Bulgaria's Ministry of Economy and Energy commissioned Deloitte to draft an analysis on the viability of the mega-structure, which would consolidate the assets of five state-run energy companies.
The five companies are the country's largest thermal power plant Maritsa Iztok II, Kozlodui nuclear power plant, Maritsa Iztok coal mines, gas company Bulgargaz Holding and power grid operator National Electric Company (NEC). Additionally, through NEC and Bulgargaz, it would hold majority stakes in the planned nuclear power plant at Belene and several big pipeline projects, including South Stream and Bourgas-Alexandroupolis.

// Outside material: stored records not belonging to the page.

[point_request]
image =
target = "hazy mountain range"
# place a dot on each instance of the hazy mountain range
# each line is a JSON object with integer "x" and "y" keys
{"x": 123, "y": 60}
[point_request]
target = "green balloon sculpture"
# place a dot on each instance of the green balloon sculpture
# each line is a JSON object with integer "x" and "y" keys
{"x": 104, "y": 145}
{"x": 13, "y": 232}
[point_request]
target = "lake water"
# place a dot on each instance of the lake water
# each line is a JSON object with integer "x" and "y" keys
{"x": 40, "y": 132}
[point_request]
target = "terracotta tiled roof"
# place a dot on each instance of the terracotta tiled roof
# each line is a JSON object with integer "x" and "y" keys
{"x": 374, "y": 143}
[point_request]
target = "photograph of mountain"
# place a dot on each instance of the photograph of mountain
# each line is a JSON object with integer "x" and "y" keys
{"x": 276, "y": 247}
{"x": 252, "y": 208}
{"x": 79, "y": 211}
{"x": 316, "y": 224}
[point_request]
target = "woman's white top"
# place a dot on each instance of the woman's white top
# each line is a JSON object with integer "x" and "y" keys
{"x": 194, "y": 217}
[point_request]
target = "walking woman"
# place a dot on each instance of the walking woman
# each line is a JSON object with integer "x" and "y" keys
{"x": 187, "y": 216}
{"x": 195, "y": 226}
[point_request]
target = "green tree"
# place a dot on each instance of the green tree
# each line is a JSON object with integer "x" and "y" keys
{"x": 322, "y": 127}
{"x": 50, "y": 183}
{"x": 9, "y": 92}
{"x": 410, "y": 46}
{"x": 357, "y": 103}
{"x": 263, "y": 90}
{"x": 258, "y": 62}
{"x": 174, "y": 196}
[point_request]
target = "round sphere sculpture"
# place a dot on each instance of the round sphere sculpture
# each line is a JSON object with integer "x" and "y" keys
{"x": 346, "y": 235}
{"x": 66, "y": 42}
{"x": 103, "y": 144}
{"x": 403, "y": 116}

The country's regulatory framework was counterproductive in its present form, because regulations were changed all too frequently and did encourage sufficient return on investments. Existing market regulations, including the Energy Act and ordinances, did not allow companies to plan their investments.
Skarvil cited a ranking created by rating Moody's, which put Bulgaria alongside Romania, India, Brazil and South Africa in the fourth from bottom category in terms of favourable impact of the regulatory framework.
Deloitte also noted that most decisions of the energy and water watchdog were politically influenced and there was no long-term strategy for development of the sector.